Will iMac's rollout be enough?

With the anticipation surrounding its biggest and most challenging product launch in recent memory comes the danger of Apple's failing to deliver.

4 min read
Apple Computer has switched the hype machine into full gear to generate consumer demand for the iMac, but with the anticipation surrounding its biggest and most challenging product launch in recent memory comes the danger that the company could alienate customers if it doesn't deliver all the systems that people want on time.

The company is hoping to sell as many as 1 million units in just over four months, according to reports that quoted an Apple official. Sources close to the company are projecting U.S. sales of 400,000 by December.

That compares to unit sales of 750,000 PowerMac G3 systems in the seven months since that product's launch in November of 1997. An Apple spokesperson declined to confirm any sales projections of the iMac.

Apple has already started to ramp up production after a few glitches pushed the introduction date from August 1 to August 15, according to one industry source, with plans to have some 250,000 units ready for sale worldwide by the iMac's official launch date.

All of the iMacs that attendees are trying out this week at the Macworld Expo in New York are "pre-production" units, not commercial products. Some have rolled off the production line as recently as the beginning of July, according to dates stamped on the inside of the machines.

Analysts are cautiously optimistic about Apple's being able to meet demand, but warn that any slip ups in the manufacturing process could stall Apple's comeback.

"Right now, the computer industry [is like a] marathon. We're near the end of the race, and if you stumble, you can't recover," said Roger Kay, an analyst with IDC Research.

Demand is likely to be very high, according to resellers who spoke to CNET NEWS.COM.

"Based on the amount of dollars Apple is allocating to advertising the iMac, they expect a good number of sales," both before and after the launch, said Tony Violanti, vice president of Computer Town, a large computer reseller with stores in Arizona, Massachusetts, and New Hampshire.

Violanti says "hundreds" of systems have already been ordered, and that number should climb into the thousands as the product launch nears. Other resellers report similar numbers of early orders.

Mike McNeil, president of Pacific Business Systems, which runs the Club Mac catalog operation, says the iMac will give his company a boost in both new system sales and associated software.

In the past, Apple has made grievous errors in manufacturing--which resulted in the recall of PowerBooks and some consumer systems in 1996--and historically has built fewer machines than demanded at the time of product launch, Kay said. The good news, Kay says, is that Apple is in control of a lot of variables because most of the system components are being assembled in Apple's own plants.

"I have confidence they can meet their build plan," Kay added.

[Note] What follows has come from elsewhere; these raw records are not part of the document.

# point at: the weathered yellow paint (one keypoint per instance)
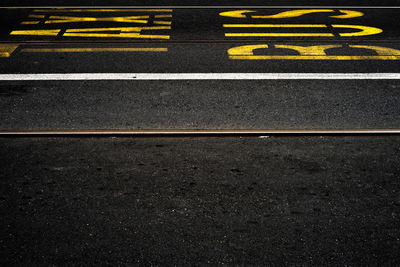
(90, 50)
(7, 49)
(279, 35)
(348, 14)
(29, 22)
(311, 53)
(36, 16)
(124, 32)
(315, 57)
(314, 50)
(53, 32)
(292, 14)
(163, 16)
(364, 30)
(69, 19)
(236, 13)
(276, 34)
(382, 51)
(245, 50)
(161, 22)
(274, 26)
(103, 10)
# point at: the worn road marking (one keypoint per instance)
(102, 10)
(203, 132)
(313, 52)
(363, 30)
(89, 50)
(346, 14)
(197, 76)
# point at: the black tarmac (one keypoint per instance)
(182, 201)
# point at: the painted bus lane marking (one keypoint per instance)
(310, 52)
(313, 52)
(355, 30)
(144, 24)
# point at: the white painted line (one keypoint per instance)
(196, 7)
(197, 76)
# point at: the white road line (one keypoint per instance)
(197, 76)
(197, 7)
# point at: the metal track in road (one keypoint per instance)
(58, 42)
(199, 133)
(198, 7)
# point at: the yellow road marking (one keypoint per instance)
(346, 14)
(315, 57)
(7, 49)
(37, 32)
(103, 10)
(383, 51)
(85, 50)
(365, 30)
(163, 16)
(276, 34)
(29, 22)
(124, 32)
(314, 50)
(161, 22)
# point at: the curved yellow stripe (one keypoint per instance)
(382, 51)
(348, 14)
(235, 13)
(364, 30)
(245, 50)
(292, 13)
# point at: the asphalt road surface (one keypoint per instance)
(207, 67)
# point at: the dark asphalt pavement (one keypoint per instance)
(201, 201)
(284, 201)
(200, 105)
(199, 2)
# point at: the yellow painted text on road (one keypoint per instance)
(103, 10)
(91, 50)
(316, 52)
(54, 32)
(345, 14)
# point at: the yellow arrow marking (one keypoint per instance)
(347, 14)
(124, 32)
(364, 30)
(37, 32)
(314, 50)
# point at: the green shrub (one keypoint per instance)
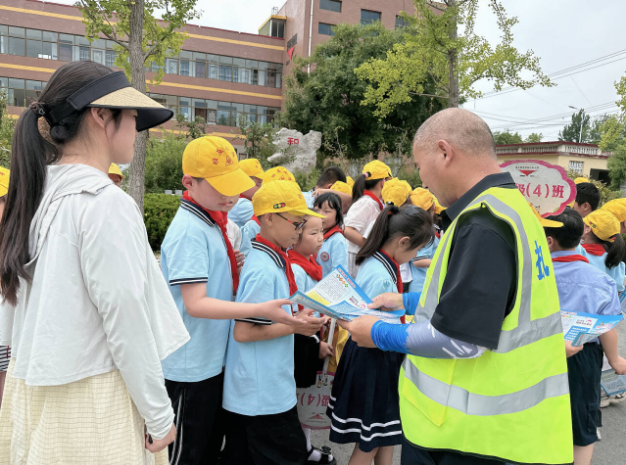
(159, 211)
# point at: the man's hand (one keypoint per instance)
(273, 310)
(157, 445)
(361, 328)
(571, 350)
(309, 325)
(619, 365)
(387, 302)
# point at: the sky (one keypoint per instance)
(563, 33)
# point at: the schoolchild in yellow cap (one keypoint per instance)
(115, 174)
(242, 212)
(259, 386)
(366, 205)
(198, 261)
(604, 246)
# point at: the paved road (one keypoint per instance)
(610, 451)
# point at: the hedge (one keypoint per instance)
(159, 211)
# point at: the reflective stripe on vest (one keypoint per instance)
(527, 331)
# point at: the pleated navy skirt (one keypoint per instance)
(364, 403)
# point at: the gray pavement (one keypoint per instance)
(611, 450)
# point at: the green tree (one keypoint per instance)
(441, 45)
(507, 137)
(330, 98)
(572, 132)
(534, 137)
(141, 41)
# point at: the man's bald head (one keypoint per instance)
(463, 129)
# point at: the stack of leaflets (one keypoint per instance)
(338, 296)
(581, 328)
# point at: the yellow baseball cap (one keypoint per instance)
(395, 192)
(251, 167)
(5, 174)
(281, 197)
(214, 159)
(544, 221)
(617, 207)
(340, 186)
(603, 224)
(376, 170)
(114, 169)
(278, 173)
(422, 198)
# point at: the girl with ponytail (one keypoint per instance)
(366, 205)
(604, 245)
(364, 404)
(85, 307)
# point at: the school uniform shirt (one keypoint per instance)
(241, 213)
(194, 251)
(248, 232)
(616, 273)
(334, 252)
(259, 376)
(419, 274)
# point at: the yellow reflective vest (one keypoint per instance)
(510, 403)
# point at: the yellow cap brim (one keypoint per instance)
(233, 183)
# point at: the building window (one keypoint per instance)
(325, 29)
(369, 17)
(576, 167)
(331, 5)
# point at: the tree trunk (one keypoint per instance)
(136, 184)
(453, 76)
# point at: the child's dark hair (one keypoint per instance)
(334, 202)
(330, 175)
(30, 155)
(392, 222)
(586, 192)
(570, 234)
(615, 251)
(361, 185)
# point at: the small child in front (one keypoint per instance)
(583, 288)
(262, 425)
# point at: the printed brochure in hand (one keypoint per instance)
(338, 296)
(581, 328)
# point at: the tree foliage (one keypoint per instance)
(433, 49)
(330, 99)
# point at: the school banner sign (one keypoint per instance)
(545, 186)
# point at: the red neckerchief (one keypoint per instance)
(594, 249)
(291, 279)
(399, 283)
(570, 258)
(331, 231)
(309, 265)
(373, 196)
(221, 219)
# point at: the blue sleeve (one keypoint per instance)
(411, 301)
(187, 260)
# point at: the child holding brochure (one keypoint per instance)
(309, 351)
(364, 405)
(366, 205)
(583, 288)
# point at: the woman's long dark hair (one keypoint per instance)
(334, 202)
(407, 221)
(361, 185)
(30, 155)
(615, 251)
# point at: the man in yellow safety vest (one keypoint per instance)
(485, 381)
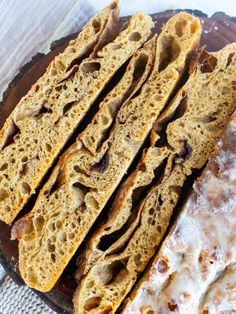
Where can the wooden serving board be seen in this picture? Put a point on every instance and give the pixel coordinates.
(218, 31)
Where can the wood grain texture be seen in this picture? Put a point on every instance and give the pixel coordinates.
(218, 31)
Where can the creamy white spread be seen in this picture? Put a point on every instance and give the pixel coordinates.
(195, 271)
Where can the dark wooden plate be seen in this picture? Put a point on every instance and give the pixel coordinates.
(218, 31)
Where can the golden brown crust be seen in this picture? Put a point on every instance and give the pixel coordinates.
(118, 252)
(46, 117)
(84, 178)
(112, 277)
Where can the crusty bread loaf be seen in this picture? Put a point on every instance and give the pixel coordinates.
(121, 249)
(45, 118)
(52, 228)
(194, 271)
(87, 174)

Apple used to fall into self-inflicted production snares by designing systems that required custom parts, said Mitch Manditch, vice president of worldwide sales for Apple. If the parts weren't needed, Apple was stuck with them. What's worse, if there was a production problem with any one component, manufacturing ground to a halt. Such problems seem to have eased because the company is now designing systems with fewer specialized components.

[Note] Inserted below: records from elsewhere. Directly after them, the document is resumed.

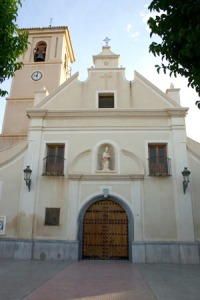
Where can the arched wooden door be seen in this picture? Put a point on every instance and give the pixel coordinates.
(105, 231)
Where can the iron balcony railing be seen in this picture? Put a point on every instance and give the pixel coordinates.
(159, 166)
(53, 165)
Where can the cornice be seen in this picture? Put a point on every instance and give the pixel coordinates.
(104, 176)
(109, 113)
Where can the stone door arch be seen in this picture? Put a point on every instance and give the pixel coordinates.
(105, 233)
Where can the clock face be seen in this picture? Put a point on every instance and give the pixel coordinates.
(37, 75)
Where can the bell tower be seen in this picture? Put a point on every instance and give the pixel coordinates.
(46, 66)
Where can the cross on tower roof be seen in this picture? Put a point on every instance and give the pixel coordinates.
(106, 40)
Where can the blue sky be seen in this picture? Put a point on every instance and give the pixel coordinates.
(124, 22)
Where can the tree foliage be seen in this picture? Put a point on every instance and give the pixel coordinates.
(13, 42)
(177, 23)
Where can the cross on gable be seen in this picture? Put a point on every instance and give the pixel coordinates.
(106, 40)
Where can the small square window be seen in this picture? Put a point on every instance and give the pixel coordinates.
(52, 217)
(106, 100)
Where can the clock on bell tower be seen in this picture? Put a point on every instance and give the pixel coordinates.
(46, 64)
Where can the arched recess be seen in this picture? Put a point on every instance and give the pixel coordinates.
(110, 220)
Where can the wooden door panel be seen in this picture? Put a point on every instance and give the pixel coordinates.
(105, 231)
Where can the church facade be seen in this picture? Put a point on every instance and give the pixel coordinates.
(106, 156)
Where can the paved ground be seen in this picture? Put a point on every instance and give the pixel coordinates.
(97, 280)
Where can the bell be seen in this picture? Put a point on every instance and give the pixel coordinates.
(39, 57)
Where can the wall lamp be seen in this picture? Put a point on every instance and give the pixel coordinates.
(186, 174)
(27, 177)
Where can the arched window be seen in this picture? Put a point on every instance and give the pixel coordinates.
(40, 52)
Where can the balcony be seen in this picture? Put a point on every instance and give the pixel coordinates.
(53, 166)
(159, 166)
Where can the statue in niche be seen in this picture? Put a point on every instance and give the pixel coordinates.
(106, 160)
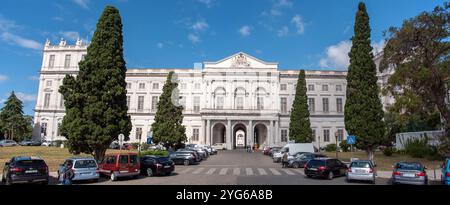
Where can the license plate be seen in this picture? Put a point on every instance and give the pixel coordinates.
(409, 175)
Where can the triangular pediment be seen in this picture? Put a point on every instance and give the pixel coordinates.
(241, 60)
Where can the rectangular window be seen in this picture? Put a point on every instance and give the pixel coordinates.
(283, 105)
(240, 103)
(67, 61)
(154, 102)
(311, 105)
(340, 135)
(138, 133)
(326, 135)
(140, 103)
(51, 62)
(220, 101)
(326, 107)
(284, 136)
(339, 105)
(314, 135)
(47, 100)
(195, 134)
(197, 104)
(260, 103)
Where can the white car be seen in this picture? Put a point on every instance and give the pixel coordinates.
(219, 146)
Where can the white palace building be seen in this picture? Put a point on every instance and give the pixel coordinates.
(239, 100)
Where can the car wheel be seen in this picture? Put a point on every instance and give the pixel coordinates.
(330, 175)
(149, 172)
(113, 176)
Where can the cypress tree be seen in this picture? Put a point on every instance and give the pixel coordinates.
(300, 126)
(363, 109)
(14, 124)
(95, 100)
(168, 128)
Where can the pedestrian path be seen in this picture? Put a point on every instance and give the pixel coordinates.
(245, 171)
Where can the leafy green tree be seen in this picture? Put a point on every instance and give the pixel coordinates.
(419, 51)
(300, 126)
(95, 100)
(13, 123)
(363, 109)
(168, 126)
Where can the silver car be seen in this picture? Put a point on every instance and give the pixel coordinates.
(362, 170)
(84, 169)
(8, 143)
(409, 173)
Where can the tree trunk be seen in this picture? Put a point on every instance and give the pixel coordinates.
(370, 154)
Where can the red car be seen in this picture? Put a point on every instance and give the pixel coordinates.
(120, 165)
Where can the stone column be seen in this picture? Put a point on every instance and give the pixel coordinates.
(203, 134)
(208, 132)
(229, 131)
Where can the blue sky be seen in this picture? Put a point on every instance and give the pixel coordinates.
(177, 33)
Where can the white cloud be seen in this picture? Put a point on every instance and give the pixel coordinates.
(3, 78)
(26, 97)
(200, 25)
(299, 24)
(82, 3)
(245, 31)
(337, 55)
(194, 38)
(284, 31)
(20, 41)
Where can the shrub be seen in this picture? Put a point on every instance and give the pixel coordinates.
(155, 152)
(388, 151)
(344, 146)
(331, 148)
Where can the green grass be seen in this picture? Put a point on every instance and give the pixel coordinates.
(385, 163)
(53, 156)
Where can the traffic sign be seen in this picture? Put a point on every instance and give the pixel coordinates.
(351, 139)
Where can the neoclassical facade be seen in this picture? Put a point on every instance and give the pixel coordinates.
(239, 100)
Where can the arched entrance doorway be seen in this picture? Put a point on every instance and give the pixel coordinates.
(219, 133)
(260, 136)
(239, 136)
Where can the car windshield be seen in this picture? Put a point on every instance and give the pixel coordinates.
(360, 164)
(316, 163)
(82, 164)
(409, 166)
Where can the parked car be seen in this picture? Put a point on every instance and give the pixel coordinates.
(30, 143)
(83, 168)
(445, 171)
(8, 143)
(219, 146)
(120, 165)
(325, 168)
(362, 170)
(25, 170)
(185, 158)
(300, 160)
(409, 173)
(156, 165)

"We are driving...industry standards such as USB [universal serial bus] in the iMac and all future products, memory technology, and disk technology," Manditch said. Not only does that help product availability, but it helps drive down system cost, too.

"We really are taking advantage of dropping price curves. We don't have the same volumes as a Compaq, but [component] pricing is within a thin margin. You can see it in value of iMac. That's a $950 product without the monitor and speakers," he noted.

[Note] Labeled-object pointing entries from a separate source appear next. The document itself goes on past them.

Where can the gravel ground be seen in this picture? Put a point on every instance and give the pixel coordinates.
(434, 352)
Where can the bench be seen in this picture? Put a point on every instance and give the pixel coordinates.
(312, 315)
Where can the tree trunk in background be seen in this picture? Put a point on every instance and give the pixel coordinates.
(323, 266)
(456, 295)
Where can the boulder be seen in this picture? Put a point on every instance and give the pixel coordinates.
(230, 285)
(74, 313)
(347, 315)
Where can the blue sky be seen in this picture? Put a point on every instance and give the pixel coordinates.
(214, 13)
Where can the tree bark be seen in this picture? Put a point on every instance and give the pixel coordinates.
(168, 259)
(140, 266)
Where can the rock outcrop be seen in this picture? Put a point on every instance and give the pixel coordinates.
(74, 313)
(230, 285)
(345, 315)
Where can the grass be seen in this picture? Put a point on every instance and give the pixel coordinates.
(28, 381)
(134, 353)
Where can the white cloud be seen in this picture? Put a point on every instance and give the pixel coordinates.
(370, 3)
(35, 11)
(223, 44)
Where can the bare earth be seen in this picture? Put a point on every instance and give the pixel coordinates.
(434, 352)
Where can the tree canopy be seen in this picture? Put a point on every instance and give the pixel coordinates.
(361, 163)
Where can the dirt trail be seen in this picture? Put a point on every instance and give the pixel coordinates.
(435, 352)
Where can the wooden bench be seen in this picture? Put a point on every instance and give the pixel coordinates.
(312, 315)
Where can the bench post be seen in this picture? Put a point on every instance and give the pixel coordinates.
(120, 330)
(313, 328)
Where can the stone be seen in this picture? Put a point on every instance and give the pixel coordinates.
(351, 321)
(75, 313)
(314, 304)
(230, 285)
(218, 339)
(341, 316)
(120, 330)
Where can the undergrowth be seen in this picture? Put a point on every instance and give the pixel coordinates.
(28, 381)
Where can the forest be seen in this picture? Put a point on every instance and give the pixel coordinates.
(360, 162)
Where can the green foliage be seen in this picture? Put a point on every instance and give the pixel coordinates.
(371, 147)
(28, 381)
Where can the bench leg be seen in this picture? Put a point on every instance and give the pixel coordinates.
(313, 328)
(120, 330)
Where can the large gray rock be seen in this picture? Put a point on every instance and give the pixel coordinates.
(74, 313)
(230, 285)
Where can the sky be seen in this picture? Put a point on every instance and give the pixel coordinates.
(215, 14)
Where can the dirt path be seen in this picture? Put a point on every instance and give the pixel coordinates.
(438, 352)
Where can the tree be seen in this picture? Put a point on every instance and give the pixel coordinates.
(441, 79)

Apple also suffered severe manufacturing and demand forecasting problems with the PowerMac in 1995. Shortages in both Apple-only and industry standard parts, combined with poor demand forecasting, resulted in a backlog of high-end PowerMacs and surplus of consumer computers. The backlog eventually topped $1 billion dollars. At the same time, Apple had excess inventory on other computers.

The imbalance led to lost sales, according to Apple executives at the time, and quarterly financial losses. Ultimately, the losses caused by the imbalances contributed to the resignation of then-CEO Michael Spindler in February 1996.

Computer Town's Violanti thinks Apple's past production problems have been licked. "They are building products that have very few problems. They have been delivering systems on time," he said.